An epic seven-year legal battle of Mattel, Inc. v. MGA Entertainment Inc., et al. (LA CV 04-9049-DOC) has either just ended or is coming close to winding down.
After starting out strong in the Battle of the Dolls, Mattel, the owner of the Barbie doll brand, seemed to have gained an advantage over its smaller rival MGA Entertainment, which owns the Bratz doll brand. In 2008 a federal jury found in favor of Mattel and MGA was on the hook for $100 million. The challenger was staggered.
However, after taking the early rounds, Mattel seemed to weaken as the appeals were heard and, well, things just didn't go so well for Barbie. The victory quickly vanished amidst the hilarious July 22, 2010, Opinion of Chief Judge Alex Kozinski of the 9th Circuit Court of Appeals. I commend his wonderful comments to you:
Barbie was the unrivaled queen of the fashion-doll market throughout the latter half of the 20th Century. But 2001 saw the introduction of Bratz, "The Girls With a Passion for Fashion!" Unlike the relatively demure Barbie, the urban, multiethnic and trendy Bratz dolls have attitude. This spunk struck a chord, and Bratz became an overnight success. Mattel, which produces Barbie, didn't relish the competition. And it was particularly unhappy when it learned that the man behind Bratz was its own former employee, Carter Bryant.
At page 10529
Assuming that Mattel owns Bryant's preliminary drawings and sculpt, its copyrights in the works would cover only its particular expression of the bratty-doll idea, not the idea itself. See Herbert Rosenthal Jewelry Corp. v. Kalpakian, 446 F.2d 738, 742 (9th Cir. 1971). Otherwise, the first person to express any idea would have a monopoly over it. Degas can't prohibit other artists from painting ballerinas, and Charlaine Harris can't stop Stephenie Meyer from publishing Twilight just because Sookie came first. Similarly, MGA was free to look at Bryant's sketches and say, "Good idea! We want to create bratty dolls too."
At page 10540
Mattel argues that the sculpt was entitled to broad protection because there are many ways one can depict an exaggerated human figure. It's true that there's a broad range of expression for bodies with exaggerated features: One could make a fashion doll with a large nose instead of a small one, or a potbelly instead of a narrow waist.

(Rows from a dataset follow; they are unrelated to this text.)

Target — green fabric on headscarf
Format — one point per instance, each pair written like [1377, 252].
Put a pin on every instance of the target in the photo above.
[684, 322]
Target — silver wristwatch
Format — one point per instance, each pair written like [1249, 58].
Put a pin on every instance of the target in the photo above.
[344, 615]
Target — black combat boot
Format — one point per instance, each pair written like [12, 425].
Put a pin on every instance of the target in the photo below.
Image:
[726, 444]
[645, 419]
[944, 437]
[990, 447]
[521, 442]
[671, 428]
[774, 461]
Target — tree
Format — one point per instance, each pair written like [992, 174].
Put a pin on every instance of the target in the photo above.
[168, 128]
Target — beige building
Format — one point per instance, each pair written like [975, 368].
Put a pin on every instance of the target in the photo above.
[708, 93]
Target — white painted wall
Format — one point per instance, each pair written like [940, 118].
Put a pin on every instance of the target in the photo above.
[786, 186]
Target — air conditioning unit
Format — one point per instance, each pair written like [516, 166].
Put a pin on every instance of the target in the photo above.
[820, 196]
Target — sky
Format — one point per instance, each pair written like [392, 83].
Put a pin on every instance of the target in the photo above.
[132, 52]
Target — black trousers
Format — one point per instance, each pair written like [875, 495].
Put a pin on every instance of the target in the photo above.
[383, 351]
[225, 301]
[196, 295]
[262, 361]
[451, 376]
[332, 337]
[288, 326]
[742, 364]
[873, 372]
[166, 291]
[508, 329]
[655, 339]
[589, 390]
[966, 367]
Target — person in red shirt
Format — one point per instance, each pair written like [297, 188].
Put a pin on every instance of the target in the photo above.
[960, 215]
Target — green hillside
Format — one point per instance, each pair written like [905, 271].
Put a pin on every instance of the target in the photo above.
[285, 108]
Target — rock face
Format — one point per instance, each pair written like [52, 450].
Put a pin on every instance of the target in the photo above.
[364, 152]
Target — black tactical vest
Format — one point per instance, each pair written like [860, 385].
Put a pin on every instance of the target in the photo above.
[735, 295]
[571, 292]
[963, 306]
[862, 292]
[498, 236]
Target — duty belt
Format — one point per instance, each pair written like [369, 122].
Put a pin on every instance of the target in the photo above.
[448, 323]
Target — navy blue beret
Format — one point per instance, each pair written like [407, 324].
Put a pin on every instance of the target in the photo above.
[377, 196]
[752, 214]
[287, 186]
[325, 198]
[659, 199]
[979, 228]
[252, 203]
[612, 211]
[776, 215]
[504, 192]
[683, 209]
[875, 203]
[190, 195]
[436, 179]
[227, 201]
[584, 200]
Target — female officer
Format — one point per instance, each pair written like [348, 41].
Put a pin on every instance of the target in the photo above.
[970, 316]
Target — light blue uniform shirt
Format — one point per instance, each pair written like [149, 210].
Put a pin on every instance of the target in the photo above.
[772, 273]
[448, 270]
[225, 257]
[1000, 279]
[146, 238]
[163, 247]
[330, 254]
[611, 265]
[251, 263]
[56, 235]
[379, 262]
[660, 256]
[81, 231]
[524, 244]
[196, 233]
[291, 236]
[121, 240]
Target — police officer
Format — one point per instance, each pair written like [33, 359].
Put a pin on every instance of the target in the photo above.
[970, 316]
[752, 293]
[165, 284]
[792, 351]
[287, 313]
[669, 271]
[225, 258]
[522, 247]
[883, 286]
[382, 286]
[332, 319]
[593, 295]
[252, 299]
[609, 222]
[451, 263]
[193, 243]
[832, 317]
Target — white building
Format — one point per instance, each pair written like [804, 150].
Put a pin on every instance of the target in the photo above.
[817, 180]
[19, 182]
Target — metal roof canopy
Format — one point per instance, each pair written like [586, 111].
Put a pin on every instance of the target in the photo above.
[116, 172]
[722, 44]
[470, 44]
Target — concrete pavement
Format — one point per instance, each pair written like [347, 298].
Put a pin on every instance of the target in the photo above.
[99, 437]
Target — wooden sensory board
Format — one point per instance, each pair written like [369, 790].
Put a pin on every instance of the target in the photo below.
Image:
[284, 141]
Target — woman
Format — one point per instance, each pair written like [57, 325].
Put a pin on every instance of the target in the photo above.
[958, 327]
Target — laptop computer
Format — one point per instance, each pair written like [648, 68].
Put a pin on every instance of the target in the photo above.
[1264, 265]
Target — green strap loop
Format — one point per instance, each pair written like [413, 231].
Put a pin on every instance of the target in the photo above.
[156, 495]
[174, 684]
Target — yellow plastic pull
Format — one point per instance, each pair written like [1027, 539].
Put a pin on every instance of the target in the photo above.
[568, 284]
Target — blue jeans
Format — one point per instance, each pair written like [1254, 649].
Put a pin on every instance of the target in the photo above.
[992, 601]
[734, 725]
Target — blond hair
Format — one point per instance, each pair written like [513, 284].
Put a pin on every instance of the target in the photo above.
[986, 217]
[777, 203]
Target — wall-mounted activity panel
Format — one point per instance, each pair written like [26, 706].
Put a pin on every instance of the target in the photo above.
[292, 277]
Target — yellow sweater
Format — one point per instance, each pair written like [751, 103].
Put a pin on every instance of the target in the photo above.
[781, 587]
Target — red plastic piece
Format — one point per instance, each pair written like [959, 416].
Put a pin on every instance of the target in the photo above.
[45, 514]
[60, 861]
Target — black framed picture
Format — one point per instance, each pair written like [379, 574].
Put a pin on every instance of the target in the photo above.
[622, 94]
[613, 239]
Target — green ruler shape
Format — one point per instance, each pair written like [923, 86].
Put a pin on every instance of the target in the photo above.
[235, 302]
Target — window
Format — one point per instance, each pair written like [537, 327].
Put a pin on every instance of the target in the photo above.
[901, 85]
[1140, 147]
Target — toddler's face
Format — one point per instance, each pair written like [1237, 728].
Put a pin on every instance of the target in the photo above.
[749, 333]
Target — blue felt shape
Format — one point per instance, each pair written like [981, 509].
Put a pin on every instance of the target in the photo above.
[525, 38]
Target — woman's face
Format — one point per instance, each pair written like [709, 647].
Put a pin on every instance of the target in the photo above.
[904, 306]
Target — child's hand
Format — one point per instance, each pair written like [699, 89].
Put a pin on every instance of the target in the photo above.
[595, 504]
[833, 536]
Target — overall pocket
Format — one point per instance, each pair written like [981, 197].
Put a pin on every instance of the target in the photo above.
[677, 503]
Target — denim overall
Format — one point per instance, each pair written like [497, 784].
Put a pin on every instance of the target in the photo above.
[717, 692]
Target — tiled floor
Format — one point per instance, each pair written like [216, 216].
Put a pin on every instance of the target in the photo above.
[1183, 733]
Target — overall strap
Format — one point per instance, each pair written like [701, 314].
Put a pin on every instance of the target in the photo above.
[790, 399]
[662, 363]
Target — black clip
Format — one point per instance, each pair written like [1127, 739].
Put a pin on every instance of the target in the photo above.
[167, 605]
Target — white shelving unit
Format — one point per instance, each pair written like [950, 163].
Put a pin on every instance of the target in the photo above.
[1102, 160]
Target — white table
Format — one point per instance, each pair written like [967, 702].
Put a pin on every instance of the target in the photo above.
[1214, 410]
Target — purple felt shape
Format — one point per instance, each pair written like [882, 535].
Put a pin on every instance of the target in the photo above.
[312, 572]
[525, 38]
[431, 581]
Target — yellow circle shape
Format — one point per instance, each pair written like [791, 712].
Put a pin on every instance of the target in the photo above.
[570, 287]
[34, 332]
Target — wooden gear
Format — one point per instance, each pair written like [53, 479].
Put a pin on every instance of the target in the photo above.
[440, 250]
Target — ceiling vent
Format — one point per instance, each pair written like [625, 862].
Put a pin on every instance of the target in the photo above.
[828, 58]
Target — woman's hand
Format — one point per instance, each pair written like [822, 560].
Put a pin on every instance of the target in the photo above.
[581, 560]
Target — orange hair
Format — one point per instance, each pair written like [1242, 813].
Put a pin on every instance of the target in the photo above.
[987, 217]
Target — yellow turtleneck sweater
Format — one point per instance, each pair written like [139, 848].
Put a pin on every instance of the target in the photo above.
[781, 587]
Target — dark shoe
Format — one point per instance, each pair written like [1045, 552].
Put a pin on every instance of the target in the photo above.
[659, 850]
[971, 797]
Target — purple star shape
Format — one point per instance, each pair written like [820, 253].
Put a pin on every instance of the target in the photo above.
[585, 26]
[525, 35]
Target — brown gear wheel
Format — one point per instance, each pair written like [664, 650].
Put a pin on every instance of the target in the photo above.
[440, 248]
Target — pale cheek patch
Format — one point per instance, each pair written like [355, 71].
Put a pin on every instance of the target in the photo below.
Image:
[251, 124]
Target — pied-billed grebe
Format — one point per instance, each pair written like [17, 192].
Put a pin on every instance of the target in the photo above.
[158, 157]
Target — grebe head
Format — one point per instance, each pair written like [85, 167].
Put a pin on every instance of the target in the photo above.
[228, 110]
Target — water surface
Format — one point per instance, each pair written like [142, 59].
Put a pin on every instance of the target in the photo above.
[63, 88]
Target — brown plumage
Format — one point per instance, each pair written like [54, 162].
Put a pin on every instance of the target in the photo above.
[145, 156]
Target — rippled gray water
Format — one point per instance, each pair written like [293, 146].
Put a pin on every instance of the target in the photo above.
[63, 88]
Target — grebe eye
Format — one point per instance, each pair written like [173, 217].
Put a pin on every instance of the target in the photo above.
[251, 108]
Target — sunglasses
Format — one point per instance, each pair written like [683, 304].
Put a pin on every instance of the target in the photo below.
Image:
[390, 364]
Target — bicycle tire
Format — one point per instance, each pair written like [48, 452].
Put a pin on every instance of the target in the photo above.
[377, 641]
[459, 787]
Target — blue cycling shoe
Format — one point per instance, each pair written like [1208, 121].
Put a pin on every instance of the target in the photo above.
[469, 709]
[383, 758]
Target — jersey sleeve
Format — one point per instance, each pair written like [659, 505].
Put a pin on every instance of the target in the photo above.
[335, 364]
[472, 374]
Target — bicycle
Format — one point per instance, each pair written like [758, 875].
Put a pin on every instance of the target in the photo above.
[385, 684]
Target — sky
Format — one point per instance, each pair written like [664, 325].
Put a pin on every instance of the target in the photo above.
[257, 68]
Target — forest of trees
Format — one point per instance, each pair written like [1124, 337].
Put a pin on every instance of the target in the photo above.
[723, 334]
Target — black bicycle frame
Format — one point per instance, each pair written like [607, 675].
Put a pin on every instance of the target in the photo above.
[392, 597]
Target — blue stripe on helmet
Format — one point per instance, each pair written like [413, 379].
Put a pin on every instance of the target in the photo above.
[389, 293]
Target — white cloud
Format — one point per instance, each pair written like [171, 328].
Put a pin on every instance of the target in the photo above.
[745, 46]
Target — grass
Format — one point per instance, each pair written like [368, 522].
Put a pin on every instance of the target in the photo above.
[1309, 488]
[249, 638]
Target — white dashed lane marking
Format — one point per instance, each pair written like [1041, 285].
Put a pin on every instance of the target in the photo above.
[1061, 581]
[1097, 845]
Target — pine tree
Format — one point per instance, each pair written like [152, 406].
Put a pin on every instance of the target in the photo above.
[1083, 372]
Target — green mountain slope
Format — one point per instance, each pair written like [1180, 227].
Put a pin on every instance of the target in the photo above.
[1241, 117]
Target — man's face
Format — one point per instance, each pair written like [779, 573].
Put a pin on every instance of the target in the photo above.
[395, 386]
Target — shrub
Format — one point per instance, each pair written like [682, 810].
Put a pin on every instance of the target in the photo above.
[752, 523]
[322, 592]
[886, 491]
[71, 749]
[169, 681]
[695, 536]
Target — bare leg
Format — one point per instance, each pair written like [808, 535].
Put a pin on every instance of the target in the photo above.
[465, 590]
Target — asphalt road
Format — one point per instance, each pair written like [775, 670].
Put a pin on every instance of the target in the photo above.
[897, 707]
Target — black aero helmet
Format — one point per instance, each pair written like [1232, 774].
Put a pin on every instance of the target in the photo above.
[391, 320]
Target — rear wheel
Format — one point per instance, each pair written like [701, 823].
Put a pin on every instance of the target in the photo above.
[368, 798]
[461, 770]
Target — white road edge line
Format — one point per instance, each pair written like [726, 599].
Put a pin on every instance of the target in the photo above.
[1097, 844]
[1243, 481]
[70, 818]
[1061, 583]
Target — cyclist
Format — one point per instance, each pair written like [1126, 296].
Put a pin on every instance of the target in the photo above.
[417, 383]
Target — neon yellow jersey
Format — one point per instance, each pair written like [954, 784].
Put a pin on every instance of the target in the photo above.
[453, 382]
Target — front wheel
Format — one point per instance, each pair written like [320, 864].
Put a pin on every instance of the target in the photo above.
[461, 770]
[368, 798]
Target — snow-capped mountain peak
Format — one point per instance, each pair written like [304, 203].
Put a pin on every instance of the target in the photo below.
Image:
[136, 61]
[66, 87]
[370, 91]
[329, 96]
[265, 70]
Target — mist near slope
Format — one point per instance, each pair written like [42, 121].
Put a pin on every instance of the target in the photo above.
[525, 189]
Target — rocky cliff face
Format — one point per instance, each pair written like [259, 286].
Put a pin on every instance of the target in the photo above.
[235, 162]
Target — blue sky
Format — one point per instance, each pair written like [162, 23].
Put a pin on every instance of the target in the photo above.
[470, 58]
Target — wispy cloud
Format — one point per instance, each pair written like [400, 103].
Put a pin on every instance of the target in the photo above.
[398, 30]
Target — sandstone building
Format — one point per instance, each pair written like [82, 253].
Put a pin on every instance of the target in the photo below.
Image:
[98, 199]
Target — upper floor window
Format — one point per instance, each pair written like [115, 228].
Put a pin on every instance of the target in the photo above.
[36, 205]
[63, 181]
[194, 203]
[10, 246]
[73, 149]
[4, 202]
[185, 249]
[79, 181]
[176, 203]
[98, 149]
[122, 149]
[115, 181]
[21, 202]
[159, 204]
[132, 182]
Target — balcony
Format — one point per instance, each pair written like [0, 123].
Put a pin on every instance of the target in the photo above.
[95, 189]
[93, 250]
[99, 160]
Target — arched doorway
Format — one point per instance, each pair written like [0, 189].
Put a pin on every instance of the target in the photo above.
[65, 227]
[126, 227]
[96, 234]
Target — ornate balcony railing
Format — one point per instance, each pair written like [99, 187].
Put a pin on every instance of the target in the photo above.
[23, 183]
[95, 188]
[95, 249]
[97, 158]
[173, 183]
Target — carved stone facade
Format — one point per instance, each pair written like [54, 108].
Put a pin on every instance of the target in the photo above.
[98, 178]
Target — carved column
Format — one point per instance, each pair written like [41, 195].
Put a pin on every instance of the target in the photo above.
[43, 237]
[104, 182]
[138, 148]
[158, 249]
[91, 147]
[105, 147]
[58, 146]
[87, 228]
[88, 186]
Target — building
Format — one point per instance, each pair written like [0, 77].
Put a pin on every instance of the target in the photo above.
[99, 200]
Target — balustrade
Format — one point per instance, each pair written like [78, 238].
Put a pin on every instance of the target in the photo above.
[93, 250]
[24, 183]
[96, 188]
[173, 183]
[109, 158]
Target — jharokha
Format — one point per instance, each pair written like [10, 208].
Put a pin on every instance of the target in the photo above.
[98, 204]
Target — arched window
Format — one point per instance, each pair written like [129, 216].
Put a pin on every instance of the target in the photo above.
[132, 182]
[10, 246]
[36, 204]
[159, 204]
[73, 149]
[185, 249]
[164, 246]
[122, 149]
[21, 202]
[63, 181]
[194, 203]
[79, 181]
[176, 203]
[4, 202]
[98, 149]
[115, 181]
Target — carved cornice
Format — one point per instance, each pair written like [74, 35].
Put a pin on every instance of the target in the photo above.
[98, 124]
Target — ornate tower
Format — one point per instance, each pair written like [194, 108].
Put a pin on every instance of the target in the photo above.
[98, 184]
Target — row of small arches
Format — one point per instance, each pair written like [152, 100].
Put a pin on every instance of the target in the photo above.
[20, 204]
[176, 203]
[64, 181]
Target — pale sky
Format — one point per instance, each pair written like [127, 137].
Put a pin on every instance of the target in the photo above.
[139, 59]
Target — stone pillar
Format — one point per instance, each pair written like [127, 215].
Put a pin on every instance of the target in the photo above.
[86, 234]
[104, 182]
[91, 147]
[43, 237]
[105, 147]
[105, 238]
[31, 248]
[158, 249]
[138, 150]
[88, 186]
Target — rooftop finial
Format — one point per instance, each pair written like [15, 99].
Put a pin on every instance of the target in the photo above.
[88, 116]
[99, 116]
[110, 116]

But there's not a big market for fashion dolls that look like Patty and Selma Bouvier. Little girls buy fashion dolls with idealized proportions -which means slightly larger heads, eyes and lips; slightly smaller noses and waists; and slightly longer limbs than those that appear routinely in nature. But these features can be exaggerated only so much: Make the head too large or the waist too small and the doll becomes freakish, not idealized.
At page 10544
Novelty could have created another plush doll of a middle-aged farting man that would seem nothing like Fred. He could, for example, have a blond mullet and war flannel, have a nose that is drawn on rather than protruding substantially from the rest of the head, be standing rather than ensconced in an armchair, and be wearing shorts rather than blue pants."
At page 10546
America thrives on competition; Barbie, the all-American girl, will too.
At page 10549
Mattel, Inc. v. MGA Entertainment, Inc. et al. (9th Circuit, Opinion by Chief Judge Alex Kozinski, July 22, 2010)
On April 21, 2011, a federal jury found in favor of MGA Entertainment Inc.'s claim that Mattel has misappropriated trade secrets. That verdict came with a nearly $89 million damages price tag. Although the jury also found that MGA had interfered with designer Carter Bryant's contract with Mattel, that resulted in the relatively puny slap of a $10,000 award to Mattel.